Find common ancestors

Description

Given a set of ontology terms, find their latest common ancestors based on the term hierarchy.

Usage

findCommonAncestors(..., g, remove.self = TRUE, descriptions = NULL)

Arguments

...

One or more (possibly named) character vectors containing ontology terms.

g

A graph object containing the hierarchy of all ontology terms.

remove.self

Logical scalar indicating whether to ignore ancestors containing only a single term (themselves).

descriptions

Named character vector containing plain-English descriptions for each term. Names should be the term identifier while the values are the descriptions.

Details

This function identifies all terms in g that are the latest common ancestor (LCA) of any subset of terms in .... An LCA is one that has no children that have the exact same set of descendent terms in ..., i.e., it is the most specific term for that set of observed descendents. Knowing the LCA is useful for deciding how terms should be rolled up to broader definitions in downstream applications, usually when the exact terms in ... are too specific for practical use.

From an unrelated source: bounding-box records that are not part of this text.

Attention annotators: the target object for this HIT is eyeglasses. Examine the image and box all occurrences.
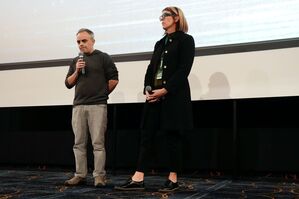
[159,12,176,21]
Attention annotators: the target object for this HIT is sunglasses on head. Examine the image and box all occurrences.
[159,12,176,21]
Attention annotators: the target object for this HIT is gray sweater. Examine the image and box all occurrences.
[65,50,118,105]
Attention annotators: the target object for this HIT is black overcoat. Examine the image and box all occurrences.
[141,31,195,130]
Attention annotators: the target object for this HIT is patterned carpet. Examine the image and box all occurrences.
[0,168,299,199]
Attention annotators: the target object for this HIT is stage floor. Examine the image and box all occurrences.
[0,168,299,199]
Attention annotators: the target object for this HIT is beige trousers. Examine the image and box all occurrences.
[72,104,107,178]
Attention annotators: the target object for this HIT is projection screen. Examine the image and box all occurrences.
[0,0,299,107]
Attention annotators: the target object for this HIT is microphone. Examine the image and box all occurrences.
[145,86,153,94]
[79,52,85,75]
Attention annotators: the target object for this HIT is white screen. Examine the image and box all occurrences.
[0,0,299,63]
[0,47,299,107]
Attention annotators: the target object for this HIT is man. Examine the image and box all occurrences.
[65,28,118,187]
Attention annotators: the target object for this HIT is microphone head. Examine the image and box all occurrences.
[78,52,85,75]
[145,86,153,94]
[78,52,84,59]
[145,86,152,92]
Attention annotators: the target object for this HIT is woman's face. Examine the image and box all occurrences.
[160,11,177,33]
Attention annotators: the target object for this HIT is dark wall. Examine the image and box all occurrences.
[0,97,299,172]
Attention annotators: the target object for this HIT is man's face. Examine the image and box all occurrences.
[77,32,95,54]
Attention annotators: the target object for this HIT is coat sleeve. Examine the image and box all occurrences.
[143,41,159,94]
[164,35,195,93]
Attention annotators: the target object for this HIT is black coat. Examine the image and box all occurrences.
[141,31,195,130]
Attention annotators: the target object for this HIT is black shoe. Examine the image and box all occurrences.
[114,178,145,191]
[159,180,179,192]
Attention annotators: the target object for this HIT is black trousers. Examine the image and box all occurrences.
[136,129,182,172]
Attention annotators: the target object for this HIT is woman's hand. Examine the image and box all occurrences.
[145,88,168,103]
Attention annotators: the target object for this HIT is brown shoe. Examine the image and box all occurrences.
[94,176,107,187]
[64,176,86,186]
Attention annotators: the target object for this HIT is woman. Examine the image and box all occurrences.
[115,7,195,192]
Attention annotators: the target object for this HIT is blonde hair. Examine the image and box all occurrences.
[162,6,188,33]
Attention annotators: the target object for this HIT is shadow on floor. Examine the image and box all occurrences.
[0,169,299,199]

The descendents DataFrame in each row of the output describes the descendents for each LCA, stratified by their presence or absence in each entry of .... This is particularly useful for seeing how different sets of terms would be aggregated into broader terms, e.g., when harmonizing annotation from different datasets or studies. Note that any names for ... will be reflected in the columns of the DataFrame for each LCA.

Value

A DataFrame where each row corresponds to a common ancestor term. This contains the columns number, the number of descendent terms across all vectors in ...; and descendents, a List of DataFrames containing the identities of the descendents. It may also contain the column description, containing the description for each term.

Author(s)

Aaron Lun

Examples

co <- getOnto("cellOnto")

# TODO: wrap in utility function.
parents <- co$parents
self <- rep(names(parents), lengths(parents))
library(igraph)
g <- make_graph(rbind(unlist(parents), self))

# Selecting random terms:
LCA <- ontoProc:::findCommonAncestors(A=sample(names(V(g)), 20),
   B=sample(names(V(g)), 20), g=g)

LCA[1,]
LCA[1,"descendents"][[1]]

return a generator with ontology classes

Description

return a generator with ontology classes

Usage

get_classes(owlfile)

Arguments

owlfile

reference to OWL file, can be URL, will be processed by owlready2.get_ontology

Value

generator with output of classes() on the loaded ontology


decompress ordo owl file

Description

decompress ordo owl file

Usage

get_ordo_owl_path(target = tempdir())

Arguments

target

character(1) path to where decompressed owl will live


basic getters in old style, retained 2023 for deprecation interval

Description

basic getters in old style, retained 2023 for deprecation interval

Usage

getChebiLite()

getCellosaurusOnto()

getUBERON_NE()

getChebiOnto()

getOncotreeOnto()

getDiseaseOnto()

getGeneOnto()

getHCAOnto()

getPROnto()

getPATOnto()

getMondoOnto()

getSIOOnto()

Value

instance of ontology_index (S3) from ontologyIndex

Note

getChebiOnto loads ontoRda/chebi_full.rda

getOncotreeOnto loads ontoRda/oncotree.rda

getDiseaseOnto loads ontoRda/diseaseOnto.rda

getHCAOnto loads ontoRda/hcaOnto.rda produced from hcao.owl at https://github.com/HumanCellAtlas/ontology/releases/tag/1.0.6 2/11/2019, python pronto was used to convert OWL to OBO.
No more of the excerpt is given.